Ion channels in the inner mitochondrial membrane as tools for studying apoptosis and neuroprotection

Abstract

Since several years ion channels of the inner mitochondrial membrane are known to be of significance for apoptosis or neuroprotection. It was shown that the blockade of the largest of them, the permeability transition pore (PTP) can suppress apoptotic cell death (Andrabi et al., FASEB J, in press) and that keeping potassium channels open, like the K(Ca)- or the K(ATP)-channel, protects cells from ischemic preconditioning.
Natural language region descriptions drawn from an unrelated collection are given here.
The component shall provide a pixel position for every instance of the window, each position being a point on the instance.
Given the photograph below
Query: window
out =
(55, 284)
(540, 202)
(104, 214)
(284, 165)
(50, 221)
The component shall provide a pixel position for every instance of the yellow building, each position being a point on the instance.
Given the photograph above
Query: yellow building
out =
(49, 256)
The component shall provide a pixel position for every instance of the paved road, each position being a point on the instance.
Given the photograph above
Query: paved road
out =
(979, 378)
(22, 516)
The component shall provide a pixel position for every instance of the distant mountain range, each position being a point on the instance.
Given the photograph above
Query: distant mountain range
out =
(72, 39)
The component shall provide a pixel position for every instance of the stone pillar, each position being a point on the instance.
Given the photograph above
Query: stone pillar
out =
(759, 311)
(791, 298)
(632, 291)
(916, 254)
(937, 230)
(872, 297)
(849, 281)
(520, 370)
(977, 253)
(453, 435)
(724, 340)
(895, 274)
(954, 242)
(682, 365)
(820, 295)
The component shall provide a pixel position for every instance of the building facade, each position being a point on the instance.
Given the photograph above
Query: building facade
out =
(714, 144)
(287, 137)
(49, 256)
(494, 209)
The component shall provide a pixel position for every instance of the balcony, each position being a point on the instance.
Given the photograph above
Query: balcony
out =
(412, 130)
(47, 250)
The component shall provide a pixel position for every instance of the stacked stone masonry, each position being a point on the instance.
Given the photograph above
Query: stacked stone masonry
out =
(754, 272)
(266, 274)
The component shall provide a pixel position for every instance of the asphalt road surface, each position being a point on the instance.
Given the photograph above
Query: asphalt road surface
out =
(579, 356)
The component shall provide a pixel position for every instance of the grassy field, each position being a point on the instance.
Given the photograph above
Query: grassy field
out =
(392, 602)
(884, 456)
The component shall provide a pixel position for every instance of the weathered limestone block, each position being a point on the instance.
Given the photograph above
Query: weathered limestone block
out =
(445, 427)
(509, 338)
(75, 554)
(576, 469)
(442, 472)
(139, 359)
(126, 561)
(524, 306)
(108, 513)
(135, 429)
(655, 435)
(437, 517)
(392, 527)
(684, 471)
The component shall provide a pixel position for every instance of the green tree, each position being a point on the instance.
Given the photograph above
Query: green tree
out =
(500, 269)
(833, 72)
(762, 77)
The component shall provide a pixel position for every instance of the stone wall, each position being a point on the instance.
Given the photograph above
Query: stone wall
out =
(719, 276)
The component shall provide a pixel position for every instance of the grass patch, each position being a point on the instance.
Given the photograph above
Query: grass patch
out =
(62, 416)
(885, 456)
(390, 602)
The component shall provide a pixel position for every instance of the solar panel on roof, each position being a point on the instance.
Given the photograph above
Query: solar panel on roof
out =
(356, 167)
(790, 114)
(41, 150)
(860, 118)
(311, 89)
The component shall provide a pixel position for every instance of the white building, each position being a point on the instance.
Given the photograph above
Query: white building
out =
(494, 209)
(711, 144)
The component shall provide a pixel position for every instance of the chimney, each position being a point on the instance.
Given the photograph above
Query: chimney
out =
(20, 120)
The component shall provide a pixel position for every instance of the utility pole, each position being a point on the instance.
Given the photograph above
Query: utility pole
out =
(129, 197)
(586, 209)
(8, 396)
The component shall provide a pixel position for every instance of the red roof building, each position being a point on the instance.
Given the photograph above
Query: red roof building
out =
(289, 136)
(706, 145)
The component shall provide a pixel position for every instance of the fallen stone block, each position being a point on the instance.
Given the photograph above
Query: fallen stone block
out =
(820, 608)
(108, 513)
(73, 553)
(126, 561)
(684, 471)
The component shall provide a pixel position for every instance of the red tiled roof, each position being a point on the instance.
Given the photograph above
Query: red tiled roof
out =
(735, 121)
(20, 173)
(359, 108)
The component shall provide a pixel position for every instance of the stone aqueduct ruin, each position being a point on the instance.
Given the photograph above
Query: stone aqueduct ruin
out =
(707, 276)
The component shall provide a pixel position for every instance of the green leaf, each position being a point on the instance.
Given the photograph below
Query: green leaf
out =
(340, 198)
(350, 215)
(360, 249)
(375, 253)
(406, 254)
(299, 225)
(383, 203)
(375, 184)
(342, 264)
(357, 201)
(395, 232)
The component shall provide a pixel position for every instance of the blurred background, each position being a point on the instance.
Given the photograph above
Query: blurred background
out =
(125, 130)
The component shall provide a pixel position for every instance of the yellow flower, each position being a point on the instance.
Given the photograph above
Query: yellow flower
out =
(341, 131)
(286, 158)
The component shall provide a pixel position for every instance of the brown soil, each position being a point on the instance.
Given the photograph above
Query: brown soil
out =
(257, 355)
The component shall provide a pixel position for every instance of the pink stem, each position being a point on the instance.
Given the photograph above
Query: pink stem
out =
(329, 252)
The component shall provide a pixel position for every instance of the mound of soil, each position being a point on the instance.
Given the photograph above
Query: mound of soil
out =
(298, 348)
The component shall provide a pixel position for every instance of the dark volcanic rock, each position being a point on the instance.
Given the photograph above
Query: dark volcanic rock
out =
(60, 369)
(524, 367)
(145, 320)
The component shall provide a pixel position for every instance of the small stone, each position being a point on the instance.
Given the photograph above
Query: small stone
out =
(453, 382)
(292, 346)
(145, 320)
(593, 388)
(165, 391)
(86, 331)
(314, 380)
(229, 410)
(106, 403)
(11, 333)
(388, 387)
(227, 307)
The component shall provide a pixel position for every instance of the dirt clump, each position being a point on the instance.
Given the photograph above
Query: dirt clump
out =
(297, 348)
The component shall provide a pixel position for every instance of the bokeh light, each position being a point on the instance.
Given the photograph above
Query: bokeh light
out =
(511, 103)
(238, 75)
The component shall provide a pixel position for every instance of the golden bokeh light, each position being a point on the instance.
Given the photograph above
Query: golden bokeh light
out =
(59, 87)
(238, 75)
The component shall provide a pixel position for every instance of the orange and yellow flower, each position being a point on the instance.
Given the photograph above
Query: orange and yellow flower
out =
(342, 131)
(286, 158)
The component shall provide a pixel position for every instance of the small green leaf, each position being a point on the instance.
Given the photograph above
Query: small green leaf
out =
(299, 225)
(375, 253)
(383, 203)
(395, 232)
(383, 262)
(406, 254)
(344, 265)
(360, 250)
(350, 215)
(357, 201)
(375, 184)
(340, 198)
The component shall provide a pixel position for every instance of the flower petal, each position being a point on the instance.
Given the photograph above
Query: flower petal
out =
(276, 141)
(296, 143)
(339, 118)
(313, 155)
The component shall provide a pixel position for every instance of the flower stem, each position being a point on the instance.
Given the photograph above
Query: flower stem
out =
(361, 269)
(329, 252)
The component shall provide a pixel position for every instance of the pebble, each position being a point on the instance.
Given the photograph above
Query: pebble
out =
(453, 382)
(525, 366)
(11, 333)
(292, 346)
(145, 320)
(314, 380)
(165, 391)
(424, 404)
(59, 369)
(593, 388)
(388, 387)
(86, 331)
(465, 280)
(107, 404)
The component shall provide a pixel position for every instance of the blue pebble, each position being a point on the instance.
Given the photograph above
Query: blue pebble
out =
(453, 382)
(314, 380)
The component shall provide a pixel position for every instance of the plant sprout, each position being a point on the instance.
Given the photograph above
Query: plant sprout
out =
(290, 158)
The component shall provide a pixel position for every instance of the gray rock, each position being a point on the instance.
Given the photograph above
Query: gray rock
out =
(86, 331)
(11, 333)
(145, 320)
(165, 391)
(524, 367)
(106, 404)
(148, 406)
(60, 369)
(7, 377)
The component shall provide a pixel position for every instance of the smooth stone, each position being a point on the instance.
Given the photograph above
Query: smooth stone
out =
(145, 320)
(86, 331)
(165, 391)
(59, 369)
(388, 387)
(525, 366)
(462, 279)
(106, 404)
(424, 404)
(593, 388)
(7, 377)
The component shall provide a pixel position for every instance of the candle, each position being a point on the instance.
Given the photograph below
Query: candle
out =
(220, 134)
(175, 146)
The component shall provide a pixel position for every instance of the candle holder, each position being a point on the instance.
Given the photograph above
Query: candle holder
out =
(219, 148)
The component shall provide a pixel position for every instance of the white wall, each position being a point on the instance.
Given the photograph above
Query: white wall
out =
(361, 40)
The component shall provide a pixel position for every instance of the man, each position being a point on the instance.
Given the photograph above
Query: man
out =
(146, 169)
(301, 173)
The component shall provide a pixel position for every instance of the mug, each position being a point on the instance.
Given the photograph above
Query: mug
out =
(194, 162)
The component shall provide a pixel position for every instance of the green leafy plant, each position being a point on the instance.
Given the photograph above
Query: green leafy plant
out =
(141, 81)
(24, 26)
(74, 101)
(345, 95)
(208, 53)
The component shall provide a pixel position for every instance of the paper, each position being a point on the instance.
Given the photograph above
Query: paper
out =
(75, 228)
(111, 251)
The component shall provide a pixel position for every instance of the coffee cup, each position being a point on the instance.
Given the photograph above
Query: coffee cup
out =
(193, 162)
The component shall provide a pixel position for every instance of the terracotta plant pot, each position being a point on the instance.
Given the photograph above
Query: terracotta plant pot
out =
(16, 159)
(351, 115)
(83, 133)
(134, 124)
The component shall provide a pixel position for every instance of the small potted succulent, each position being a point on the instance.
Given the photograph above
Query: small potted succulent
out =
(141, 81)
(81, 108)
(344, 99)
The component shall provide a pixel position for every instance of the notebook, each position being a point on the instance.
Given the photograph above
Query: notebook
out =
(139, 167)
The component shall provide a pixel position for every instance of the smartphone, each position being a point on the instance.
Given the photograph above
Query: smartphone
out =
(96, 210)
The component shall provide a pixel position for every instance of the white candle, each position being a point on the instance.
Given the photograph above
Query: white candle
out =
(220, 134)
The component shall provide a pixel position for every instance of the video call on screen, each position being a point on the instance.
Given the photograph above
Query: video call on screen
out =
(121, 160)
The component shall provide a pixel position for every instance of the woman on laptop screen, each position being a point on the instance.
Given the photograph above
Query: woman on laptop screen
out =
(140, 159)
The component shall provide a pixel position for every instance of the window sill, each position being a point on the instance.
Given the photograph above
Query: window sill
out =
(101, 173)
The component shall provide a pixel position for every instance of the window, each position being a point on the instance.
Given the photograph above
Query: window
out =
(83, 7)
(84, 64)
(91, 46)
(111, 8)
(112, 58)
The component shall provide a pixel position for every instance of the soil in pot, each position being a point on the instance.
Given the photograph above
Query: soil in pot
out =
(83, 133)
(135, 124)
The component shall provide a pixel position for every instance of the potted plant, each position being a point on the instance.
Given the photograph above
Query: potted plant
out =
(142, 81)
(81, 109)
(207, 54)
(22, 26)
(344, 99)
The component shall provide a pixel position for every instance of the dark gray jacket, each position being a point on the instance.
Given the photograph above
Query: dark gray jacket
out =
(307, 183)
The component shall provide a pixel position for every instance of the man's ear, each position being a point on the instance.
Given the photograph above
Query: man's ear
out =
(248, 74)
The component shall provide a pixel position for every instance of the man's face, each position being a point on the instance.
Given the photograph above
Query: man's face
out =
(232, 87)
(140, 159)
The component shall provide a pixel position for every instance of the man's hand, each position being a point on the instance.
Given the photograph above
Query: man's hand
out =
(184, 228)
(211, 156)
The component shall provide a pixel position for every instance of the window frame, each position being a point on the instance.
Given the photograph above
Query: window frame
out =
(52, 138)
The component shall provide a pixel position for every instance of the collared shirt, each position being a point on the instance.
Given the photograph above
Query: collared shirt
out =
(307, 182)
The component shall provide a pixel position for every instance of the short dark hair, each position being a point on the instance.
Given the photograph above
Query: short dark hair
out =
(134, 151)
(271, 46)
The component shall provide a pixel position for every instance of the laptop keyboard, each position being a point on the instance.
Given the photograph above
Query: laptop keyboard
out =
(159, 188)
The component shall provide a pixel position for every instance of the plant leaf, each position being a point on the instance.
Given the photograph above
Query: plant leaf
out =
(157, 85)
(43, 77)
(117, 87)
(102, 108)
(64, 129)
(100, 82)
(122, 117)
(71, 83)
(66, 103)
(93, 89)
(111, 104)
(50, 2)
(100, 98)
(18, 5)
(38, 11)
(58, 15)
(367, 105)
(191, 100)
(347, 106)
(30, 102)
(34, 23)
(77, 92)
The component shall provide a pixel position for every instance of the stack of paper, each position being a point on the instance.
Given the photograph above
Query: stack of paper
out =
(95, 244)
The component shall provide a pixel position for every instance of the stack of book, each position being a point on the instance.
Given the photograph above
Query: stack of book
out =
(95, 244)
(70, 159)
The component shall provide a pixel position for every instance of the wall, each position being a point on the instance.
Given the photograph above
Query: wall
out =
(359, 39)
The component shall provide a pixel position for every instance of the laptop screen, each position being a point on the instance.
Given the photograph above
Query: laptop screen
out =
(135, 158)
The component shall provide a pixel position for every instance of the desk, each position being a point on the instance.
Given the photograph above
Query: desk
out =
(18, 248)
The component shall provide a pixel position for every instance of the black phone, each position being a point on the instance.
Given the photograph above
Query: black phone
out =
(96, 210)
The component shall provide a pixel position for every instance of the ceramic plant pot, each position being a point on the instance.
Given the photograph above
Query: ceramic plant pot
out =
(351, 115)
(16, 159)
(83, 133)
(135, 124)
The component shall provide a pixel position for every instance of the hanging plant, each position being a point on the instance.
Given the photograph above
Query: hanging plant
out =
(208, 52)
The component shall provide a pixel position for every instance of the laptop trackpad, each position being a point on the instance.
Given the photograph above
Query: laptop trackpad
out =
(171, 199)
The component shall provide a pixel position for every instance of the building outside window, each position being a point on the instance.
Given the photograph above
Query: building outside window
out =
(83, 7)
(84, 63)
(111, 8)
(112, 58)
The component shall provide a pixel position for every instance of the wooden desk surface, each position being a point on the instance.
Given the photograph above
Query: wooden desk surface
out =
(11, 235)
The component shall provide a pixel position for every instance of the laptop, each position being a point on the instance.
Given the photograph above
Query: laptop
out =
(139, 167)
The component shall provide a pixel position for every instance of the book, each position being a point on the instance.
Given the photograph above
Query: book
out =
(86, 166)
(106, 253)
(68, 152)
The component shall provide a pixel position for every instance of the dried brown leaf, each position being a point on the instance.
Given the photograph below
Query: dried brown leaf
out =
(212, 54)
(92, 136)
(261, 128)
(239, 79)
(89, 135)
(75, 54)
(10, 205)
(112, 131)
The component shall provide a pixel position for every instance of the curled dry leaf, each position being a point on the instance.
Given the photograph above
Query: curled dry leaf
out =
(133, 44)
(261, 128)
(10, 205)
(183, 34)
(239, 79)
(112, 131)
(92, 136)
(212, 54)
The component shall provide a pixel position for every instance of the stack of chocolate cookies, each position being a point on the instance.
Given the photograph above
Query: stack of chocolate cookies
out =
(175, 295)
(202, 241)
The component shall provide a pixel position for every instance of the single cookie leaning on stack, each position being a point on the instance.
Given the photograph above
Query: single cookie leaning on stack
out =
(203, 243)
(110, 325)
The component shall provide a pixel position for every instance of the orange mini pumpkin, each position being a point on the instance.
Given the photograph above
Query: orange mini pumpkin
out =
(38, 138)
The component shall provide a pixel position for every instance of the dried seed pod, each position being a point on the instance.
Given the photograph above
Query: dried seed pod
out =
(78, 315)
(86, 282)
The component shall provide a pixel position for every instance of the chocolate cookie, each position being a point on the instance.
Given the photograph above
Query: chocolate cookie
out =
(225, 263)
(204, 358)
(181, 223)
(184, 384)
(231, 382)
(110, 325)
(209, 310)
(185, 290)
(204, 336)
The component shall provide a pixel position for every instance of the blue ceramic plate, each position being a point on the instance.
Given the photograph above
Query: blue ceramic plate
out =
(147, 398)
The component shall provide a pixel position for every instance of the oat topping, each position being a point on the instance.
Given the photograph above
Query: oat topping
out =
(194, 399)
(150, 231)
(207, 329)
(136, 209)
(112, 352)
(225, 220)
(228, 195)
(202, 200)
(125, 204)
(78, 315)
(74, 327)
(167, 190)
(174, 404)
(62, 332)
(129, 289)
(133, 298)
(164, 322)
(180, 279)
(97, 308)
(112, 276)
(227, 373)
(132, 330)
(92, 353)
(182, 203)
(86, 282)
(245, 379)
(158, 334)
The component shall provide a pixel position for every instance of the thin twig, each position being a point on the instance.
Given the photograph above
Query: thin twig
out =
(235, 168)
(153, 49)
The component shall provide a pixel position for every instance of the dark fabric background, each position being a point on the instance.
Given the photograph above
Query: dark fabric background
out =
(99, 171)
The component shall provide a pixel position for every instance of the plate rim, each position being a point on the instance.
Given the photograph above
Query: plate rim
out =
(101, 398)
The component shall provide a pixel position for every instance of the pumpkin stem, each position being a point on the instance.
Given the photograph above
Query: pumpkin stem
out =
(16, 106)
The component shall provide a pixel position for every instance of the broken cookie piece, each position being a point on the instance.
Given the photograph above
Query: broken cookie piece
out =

We prepared mitoplasts i.e. vesicles of inner mitochondrial membrane by a hypotonic treatment of the mitochondria and studied four different ion channels by means of the patch-clamp method. We show here that the K(Ca)-channel is the dominant channel in astrocyte and in glioma mitochondria. Voltage dependence, Ca-sensitivity and pharmacological behaviour resemble that of their counterpart in the plasma membrane. Similar to this channel, the mtK(ATP)-channel was shown to protect cells from ischemic injury. This channel was described as a single channel only once in 13 years until we have rediscovered it now (Dahlem et al., BBA-Bioenergetics, in press). We show the biophysical and some pharmacological properties, in particular block by NO. Furthermore, we studied the single-channel behaviour of the PTP and found that the channel could be directly blocked by two substances that have clearly neuroprotective properties, the dopamin-D2-agonist Pramipexole (Sifrol) with an IC50 of 500 nM and melatonin (IC50=800nM). We could show at least for melatonin that this effect is due to a reduced rate of neuronal cell death. Finally, a 108 pS Cl-channel that was shown to be identical with inner membrane anion channel (IMAC) can be blocked by fatty acids.